For years, people with learning disabilities – supported by their family and friends – have fought for their right to live in their own homes. But the progress they have made is now at risk because of local authority cutbacks, Mencap has said. That’s a backward step that we must avoid at all cost.
Despite the progress made in recent years, under the Valuing People and Valuing People Now strategies, Mencap’s report, Housing for people with a learning disability, found that even now, only 1 in 3 people with a learning disability live independently in supported accommodation, or as a tenant or home owner. However, this is still many more than 20, or even 10 years ago.
Meanwhile, 22% live in care homes. But it seems that this figure could be set to rise. In the past year, according to the report, a number of local authorities have decided that they will only support people with a learning disability to live independently, if the cost is less than moving them into residential care. So, financial pressures mean the cheaper option – rather than the best – is being chosen.
This clearly goes against the personalisation agenda, to which the Government is meant to be committed. Indeed, it seems that what is happening is the opposite of giving people more choice and control over their lives.
To me, it looks like lazy commissioning: seeking a quick, easy, and on the face of it, cheaper ‘solution’ for the council, rather than looking at what the best option might be for the individual.
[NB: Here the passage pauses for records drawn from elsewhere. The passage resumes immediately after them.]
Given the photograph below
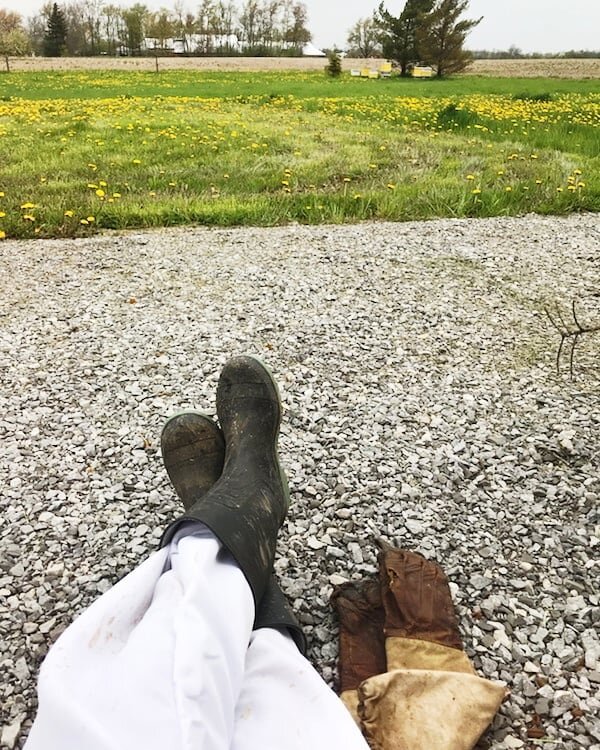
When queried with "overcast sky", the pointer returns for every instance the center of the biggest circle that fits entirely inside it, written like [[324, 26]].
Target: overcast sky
[[532, 25]]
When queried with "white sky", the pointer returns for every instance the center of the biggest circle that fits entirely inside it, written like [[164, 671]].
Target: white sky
[[532, 25]]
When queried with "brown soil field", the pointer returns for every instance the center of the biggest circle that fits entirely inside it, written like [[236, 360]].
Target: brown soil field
[[551, 68]]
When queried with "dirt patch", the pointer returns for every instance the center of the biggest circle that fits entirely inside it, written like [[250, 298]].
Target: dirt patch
[[553, 68]]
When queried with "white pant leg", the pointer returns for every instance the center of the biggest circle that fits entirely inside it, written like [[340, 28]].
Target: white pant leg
[[157, 662], [285, 704]]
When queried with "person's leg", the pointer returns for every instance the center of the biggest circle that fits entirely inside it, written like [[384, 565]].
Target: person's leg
[[157, 661], [285, 705]]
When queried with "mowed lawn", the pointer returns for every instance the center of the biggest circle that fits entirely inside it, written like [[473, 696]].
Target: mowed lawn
[[83, 151]]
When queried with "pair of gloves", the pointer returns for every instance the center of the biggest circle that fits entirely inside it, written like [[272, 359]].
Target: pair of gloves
[[403, 673]]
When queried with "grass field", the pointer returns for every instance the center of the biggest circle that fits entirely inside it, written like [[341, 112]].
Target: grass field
[[85, 150]]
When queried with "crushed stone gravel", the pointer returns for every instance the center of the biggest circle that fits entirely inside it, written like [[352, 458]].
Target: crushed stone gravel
[[422, 404]]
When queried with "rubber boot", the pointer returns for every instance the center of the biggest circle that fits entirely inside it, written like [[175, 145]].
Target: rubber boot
[[193, 451], [247, 505]]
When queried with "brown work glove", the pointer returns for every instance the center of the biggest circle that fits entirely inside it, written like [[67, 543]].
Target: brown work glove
[[362, 650], [420, 624], [423, 709]]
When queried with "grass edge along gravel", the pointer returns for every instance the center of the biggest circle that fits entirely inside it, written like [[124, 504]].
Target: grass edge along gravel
[[76, 166]]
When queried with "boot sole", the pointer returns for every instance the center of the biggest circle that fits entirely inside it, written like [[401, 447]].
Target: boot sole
[[264, 369], [193, 452]]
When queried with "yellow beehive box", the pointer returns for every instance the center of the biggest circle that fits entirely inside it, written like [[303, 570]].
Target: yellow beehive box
[[422, 71]]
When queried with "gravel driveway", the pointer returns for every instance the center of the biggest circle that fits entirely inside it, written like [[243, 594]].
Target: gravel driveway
[[422, 404]]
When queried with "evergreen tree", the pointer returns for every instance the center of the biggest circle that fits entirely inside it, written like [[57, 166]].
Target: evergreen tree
[[55, 39], [399, 34], [441, 35], [334, 66]]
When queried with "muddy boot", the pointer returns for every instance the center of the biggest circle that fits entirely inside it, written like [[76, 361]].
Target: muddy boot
[[193, 451], [247, 505]]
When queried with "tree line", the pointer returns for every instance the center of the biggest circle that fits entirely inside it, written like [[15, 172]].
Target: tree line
[[92, 27], [427, 32]]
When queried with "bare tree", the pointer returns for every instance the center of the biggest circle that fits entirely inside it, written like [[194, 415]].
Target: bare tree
[[250, 22], [363, 38], [13, 39], [206, 18]]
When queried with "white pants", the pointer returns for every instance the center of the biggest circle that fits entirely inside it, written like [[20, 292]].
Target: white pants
[[167, 659]]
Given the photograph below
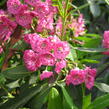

As Alicia Wood, chief executive of the Housing and Support Alliance, pointed out, with the right housing and support, not only do people with learning disabilities get what they need and thrive, but that option is often more cost effective. If there is a return to the days of only moving people on in a crisis, there will be a greater cost to the public purse.
While I’m not denying that local authority commissioners are under huge pressure to make savings that should not stop them seeking the best option for individuals. It is about people’s lives and this should not be forgotten, among all the number crunching.
The progress made in recent years in getting people with learning disabilities into their own homes in the community must not be sacrificed by short-term thinking and by trying simply to balance the books. People with learning disabilities have the same aspirations as everyone else and they should not be denied the opportunity to live in their own home just because putting the package in place to achieve this may be more expensive than sending them to a residential home.
Whether this is achieved, as Mencap recommends, by a new national strategy for housing for people with learning disabilities, backed up by local plans, or another method, it is clear that something needs to be done, and soon.